2 Replies Latest reply on Aug 30, 2018 8:05 AM by Jonathan Drummey

    Aggregate R calculations correctly

    Daniel Wegmann

      Hallo together,


      I have a simple example of R calculations in Tableau:


      There are 2 dimensions Dimension1 and Dimension2 as a hierarchy.


      Additional I have one measure called measure 1. Now I want to calculate the quantile value over all same values grouped in Dimension1 so that the result is:


      Dimension1     Calculated_Field (90% quantile)

      A                      5

      A                      5

      A                      5

      B                      6

      B                      6


      I am using this Script:



      quantil = quantile(.arg1, 0.9)



      SUM([measure 1]))


      If I show both dimensions and do the table calculation over both dimensions i get


      Dimension1     Dimension2     Calculated_Field

      A                      X                    5

      A                      Y                    5


      and so one...


      If I am using the following script




      dimension1 = .arg2

      dimension1list= unique(dimension1)

      quantil = NULL


      for(i in 1:length(dimension1list)) {


        selection = which(entype == dimension1list[i])

        quantil[auswahl] = quantile(.arg1[selection], 0.9)




      quantil', SUM([measure1]), ATTR([dimension1]))


      I get


      Dimension2     Calculated_Field

      X                      5

      Y                      5


      and so one..


      But I want the result as above showing only the first dimension....


      Can anyone help me?


      Thanks, Daniel

        • 1. Re: Aggregate R calculations correctly
          Patrick Van Der Hyde

          Hello Daniel,


          I have moved this to Tableau External Services where other questions pertaining to using R with Tableau are often addressed by other users of Tableau with R and members of the Tableau development team. 

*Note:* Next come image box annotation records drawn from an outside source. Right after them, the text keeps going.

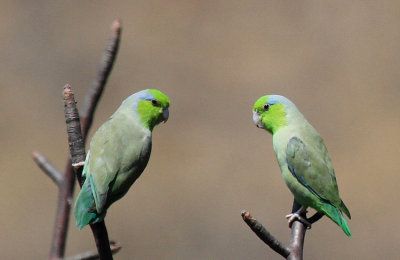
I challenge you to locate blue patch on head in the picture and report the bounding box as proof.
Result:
[267,95,286,105]
[133,89,154,100]
[128,89,154,110]
[267,95,294,108]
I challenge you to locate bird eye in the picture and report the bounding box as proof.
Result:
[151,99,160,107]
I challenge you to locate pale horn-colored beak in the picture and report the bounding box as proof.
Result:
[253,111,264,128]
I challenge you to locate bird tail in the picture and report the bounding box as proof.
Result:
[74,179,102,229]
[321,202,351,237]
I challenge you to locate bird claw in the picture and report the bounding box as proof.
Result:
[285,212,311,229]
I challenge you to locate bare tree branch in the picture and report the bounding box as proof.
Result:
[242,210,290,258]
[32,150,64,186]
[242,200,323,260]
[33,20,121,259]
[63,85,112,259]
[80,19,121,138]
[65,241,122,260]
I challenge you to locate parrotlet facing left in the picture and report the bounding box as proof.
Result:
[253,95,351,237]
[74,89,170,229]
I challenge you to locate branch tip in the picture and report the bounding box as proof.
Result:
[111,18,122,37]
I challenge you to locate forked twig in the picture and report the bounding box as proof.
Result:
[33,20,121,259]
[242,200,323,260]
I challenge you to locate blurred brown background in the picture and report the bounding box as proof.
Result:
[0,0,400,259]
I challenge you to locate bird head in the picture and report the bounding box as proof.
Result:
[253,95,294,134]
[137,89,169,130]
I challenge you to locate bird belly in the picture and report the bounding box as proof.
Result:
[282,169,318,208]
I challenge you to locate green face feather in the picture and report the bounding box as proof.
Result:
[137,89,169,131]
[253,95,288,134]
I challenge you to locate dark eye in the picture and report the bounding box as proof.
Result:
[151,99,160,107]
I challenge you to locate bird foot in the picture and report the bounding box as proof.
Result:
[72,161,85,167]
[285,211,311,229]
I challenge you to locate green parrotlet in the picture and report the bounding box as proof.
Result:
[75,89,170,229]
[253,95,351,237]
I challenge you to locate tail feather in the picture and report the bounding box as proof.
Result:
[339,201,351,219]
[321,203,351,237]
[74,179,101,229]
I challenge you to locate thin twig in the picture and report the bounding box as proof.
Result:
[40,20,121,259]
[63,85,112,259]
[242,210,290,258]
[65,241,122,260]
[32,150,64,186]
[242,200,324,260]
[80,19,121,138]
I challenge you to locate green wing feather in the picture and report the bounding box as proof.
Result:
[75,113,151,228]
[286,137,351,236]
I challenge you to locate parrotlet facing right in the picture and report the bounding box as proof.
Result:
[74,89,169,229]
[253,95,351,237]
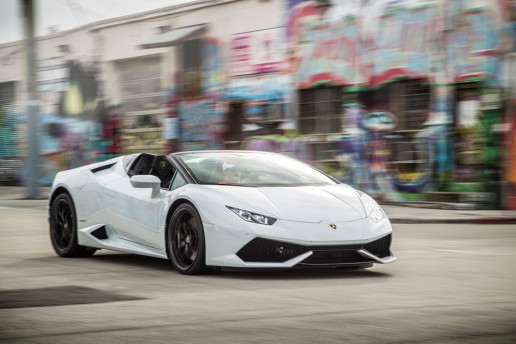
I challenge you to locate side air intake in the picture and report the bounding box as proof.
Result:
[91,226,108,240]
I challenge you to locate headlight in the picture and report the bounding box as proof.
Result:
[369,203,385,222]
[226,205,277,226]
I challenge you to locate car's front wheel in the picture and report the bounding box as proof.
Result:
[167,203,208,275]
[50,193,96,257]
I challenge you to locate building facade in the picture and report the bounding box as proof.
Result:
[0,0,516,208]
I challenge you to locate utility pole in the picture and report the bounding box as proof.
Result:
[22,0,39,198]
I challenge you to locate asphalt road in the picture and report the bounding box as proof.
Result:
[0,207,516,344]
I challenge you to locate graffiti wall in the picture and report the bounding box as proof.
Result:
[178,98,224,150]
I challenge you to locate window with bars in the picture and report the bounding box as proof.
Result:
[179,39,202,98]
[116,57,162,113]
[299,87,342,134]
[360,79,430,172]
[115,56,164,154]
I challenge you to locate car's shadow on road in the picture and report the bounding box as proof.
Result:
[88,253,391,280]
[23,251,391,280]
[212,268,391,280]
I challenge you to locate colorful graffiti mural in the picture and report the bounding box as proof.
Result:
[203,38,226,99]
[445,0,500,87]
[370,4,437,86]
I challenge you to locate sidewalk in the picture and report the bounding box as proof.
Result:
[0,186,516,224]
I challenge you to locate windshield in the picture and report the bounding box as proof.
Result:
[175,152,337,186]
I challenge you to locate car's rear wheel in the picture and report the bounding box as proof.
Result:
[167,203,208,275]
[50,193,96,257]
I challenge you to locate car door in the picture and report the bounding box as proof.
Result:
[105,157,176,250]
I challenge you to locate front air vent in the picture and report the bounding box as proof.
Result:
[237,238,308,263]
[364,234,392,258]
[91,163,116,173]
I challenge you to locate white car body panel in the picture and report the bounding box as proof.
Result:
[51,152,396,268]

          • 2. Re: Aggregate R calculations correctly
            Jonathan Drummey

            Hi Daniel,


            Tableau's R integration is not the easiest feature to use, so I understand having some questions when trying to use R inside Tableau. I've got few points to try to help you out.

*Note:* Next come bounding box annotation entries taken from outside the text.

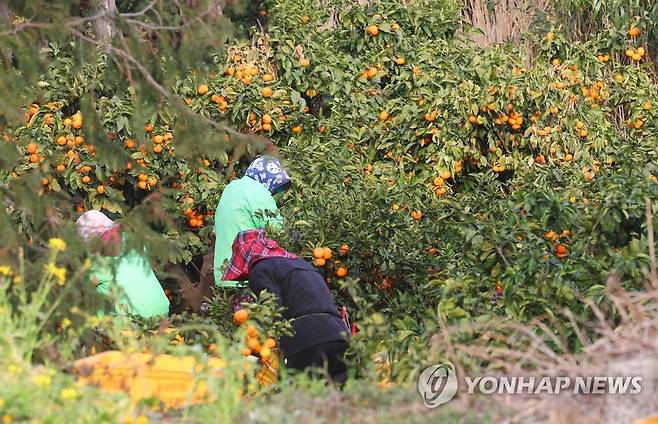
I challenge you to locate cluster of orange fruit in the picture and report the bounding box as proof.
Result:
[313,244,350,278]
[220,54,274,85]
[494,103,523,130]
[576,121,589,138]
[361,66,379,79]
[625,46,646,62]
[432,169,452,196]
[512,65,528,76]
[581,81,610,102]
[183,208,203,228]
[143,129,174,154]
[544,229,571,259]
[233,309,276,363]
[137,174,158,190]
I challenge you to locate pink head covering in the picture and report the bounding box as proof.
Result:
[75,211,119,241]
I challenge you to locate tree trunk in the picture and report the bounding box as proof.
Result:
[93,0,118,41]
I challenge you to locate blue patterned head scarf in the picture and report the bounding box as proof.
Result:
[245,156,290,194]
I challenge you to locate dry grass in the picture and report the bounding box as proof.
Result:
[463,0,551,47]
[433,201,658,424]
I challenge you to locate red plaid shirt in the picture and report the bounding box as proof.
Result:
[222,228,297,281]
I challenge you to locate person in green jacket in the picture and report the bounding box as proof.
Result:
[76,210,169,318]
[214,156,291,287]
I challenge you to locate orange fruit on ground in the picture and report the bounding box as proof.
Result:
[313,247,324,259]
[259,346,272,361]
[196,84,208,96]
[322,247,334,259]
[263,337,276,349]
[233,309,249,325]
[247,337,262,353]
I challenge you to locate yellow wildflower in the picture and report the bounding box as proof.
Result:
[7,364,23,377]
[32,374,53,387]
[87,316,101,327]
[59,388,78,402]
[46,262,66,286]
[48,238,66,252]
[59,318,71,330]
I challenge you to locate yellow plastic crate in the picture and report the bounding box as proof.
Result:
[256,350,279,387]
[73,351,225,408]
[633,415,658,424]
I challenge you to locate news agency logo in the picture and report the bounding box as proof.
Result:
[417,362,459,408]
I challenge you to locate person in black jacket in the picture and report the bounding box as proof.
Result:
[222,228,349,384]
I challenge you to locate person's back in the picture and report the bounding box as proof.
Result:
[249,258,348,356]
[76,210,169,317]
[223,229,349,384]
[214,156,290,286]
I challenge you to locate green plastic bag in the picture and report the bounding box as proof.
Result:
[90,250,169,318]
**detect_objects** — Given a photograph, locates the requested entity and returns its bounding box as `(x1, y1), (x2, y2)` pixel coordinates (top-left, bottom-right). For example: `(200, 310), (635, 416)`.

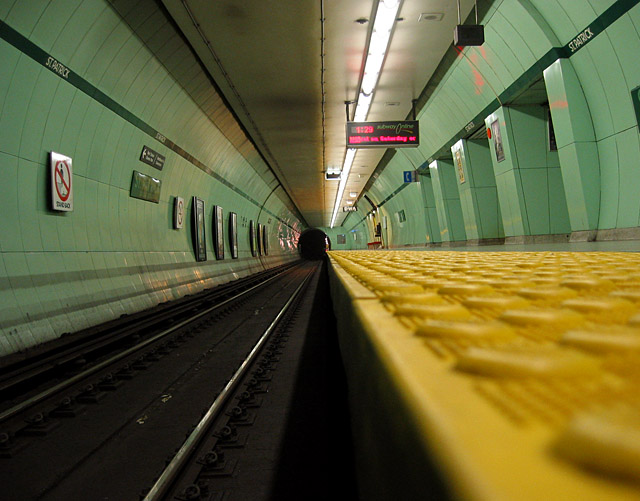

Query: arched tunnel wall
(298, 228), (333, 261)
(0, 0), (302, 356)
(326, 0), (640, 249)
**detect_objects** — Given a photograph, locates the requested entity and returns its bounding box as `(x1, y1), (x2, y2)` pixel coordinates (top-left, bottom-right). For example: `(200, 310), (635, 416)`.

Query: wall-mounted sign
(631, 87), (640, 126)
(192, 197), (207, 261)
(173, 197), (184, 230)
(454, 150), (465, 184)
(129, 170), (162, 204)
(262, 224), (269, 256)
(140, 146), (166, 170)
(49, 151), (73, 212)
(347, 120), (420, 148)
(213, 205), (224, 259)
(256, 223), (263, 256)
(489, 120), (504, 162)
(402, 170), (418, 183)
(249, 219), (258, 257)
(229, 212), (238, 259)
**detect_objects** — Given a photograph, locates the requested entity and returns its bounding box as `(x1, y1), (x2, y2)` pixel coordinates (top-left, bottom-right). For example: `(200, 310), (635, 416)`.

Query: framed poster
(213, 205), (224, 259)
(455, 150), (465, 184)
(491, 120), (504, 162)
(229, 212), (238, 259)
(249, 220), (258, 257)
(191, 197), (207, 261)
(173, 197), (184, 230)
(262, 224), (269, 256)
(49, 151), (73, 212)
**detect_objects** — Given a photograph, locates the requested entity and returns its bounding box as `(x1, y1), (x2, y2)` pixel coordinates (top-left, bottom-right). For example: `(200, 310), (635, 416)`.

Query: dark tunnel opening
(298, 228), (331, 261)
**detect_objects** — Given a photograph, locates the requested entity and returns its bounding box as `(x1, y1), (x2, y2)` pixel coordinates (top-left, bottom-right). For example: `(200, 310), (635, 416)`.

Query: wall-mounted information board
(191, 197), (207, 261)
(347, 120), (420, 148)
(129, 170), (162, 204)
(229, 212), (238, 259)
(249, 219), (258, 257)
(213, 205), (224, 259)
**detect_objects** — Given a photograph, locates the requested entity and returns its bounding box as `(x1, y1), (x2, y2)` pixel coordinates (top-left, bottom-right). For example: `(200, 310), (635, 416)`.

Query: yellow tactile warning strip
(329, 251), (640, 501)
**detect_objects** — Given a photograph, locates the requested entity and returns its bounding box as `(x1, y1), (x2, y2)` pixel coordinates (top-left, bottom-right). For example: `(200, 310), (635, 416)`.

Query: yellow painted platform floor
(329, 251), (640, 500)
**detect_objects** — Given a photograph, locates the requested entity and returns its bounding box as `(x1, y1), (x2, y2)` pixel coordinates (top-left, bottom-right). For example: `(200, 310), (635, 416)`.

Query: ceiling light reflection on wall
(330, 0), (401, 228)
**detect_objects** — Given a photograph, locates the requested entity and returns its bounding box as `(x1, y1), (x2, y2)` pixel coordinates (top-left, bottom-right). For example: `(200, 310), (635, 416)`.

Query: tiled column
(485, 105), (571, 237)
(429, 160), (467, 242)
(451, 139), (504, 240)
(544, 59), (600, 232)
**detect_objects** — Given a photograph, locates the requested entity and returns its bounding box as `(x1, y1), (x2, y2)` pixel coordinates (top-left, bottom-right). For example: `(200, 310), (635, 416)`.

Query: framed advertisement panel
(213, 205), (224, 259)
(191, 197), (207, 261)
(491, 120), (504, 162)
(262, 224), (269, 256)
(249, 220), (258, 257)
(229, 212), (238, 259)
(256, 223), (264, 256)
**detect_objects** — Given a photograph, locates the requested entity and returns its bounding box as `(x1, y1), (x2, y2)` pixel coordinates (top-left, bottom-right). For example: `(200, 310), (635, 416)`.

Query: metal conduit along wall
(326, 0), (640, 249)
(0, 0), (303, 356)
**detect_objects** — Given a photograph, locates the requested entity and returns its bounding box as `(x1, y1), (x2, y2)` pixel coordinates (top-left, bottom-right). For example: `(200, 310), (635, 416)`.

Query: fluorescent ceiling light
(329, 148), (356, 228)
(330, 0), (400, 228)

            First of all, I regularly see R (or SQL, or Python, or ...) users come to Tableau and assume that Tableau can't do X and therefore they are trying to do X using what they know inside Tableau and struggling a bit when Tableau actually has feature X built in. In this case Tableau has PERCENTILE() and WINDOW_PERCENTILE() functions along with percentile reference distributions, one of those might be able to get the results that you want without needing R.


            Secondly for those of us used to working with tools that are always at a record level (even as we are transforming data) like R, Python, SQL, Excel, etc. there's a shift in mental models because Tableau by default is always aggregating our data. What I mean by this is that when we put one or more dimensions in a view that Tableau is only going to show as many marks as there are combinations of dimension values, and then the measures are aggregated for each dimension. So the first desired result table described with Dimension1 and Calculated_Field (90% quantile) isn't actually possible as-is in Tableau because there are only 2 values of dimension1 so Tableau's default will be A, 5 and B, 6. In order to render a table with 6 rows as described we'd need another dimension or a tech of turning off aggregated measures adding a table calculation to render a table.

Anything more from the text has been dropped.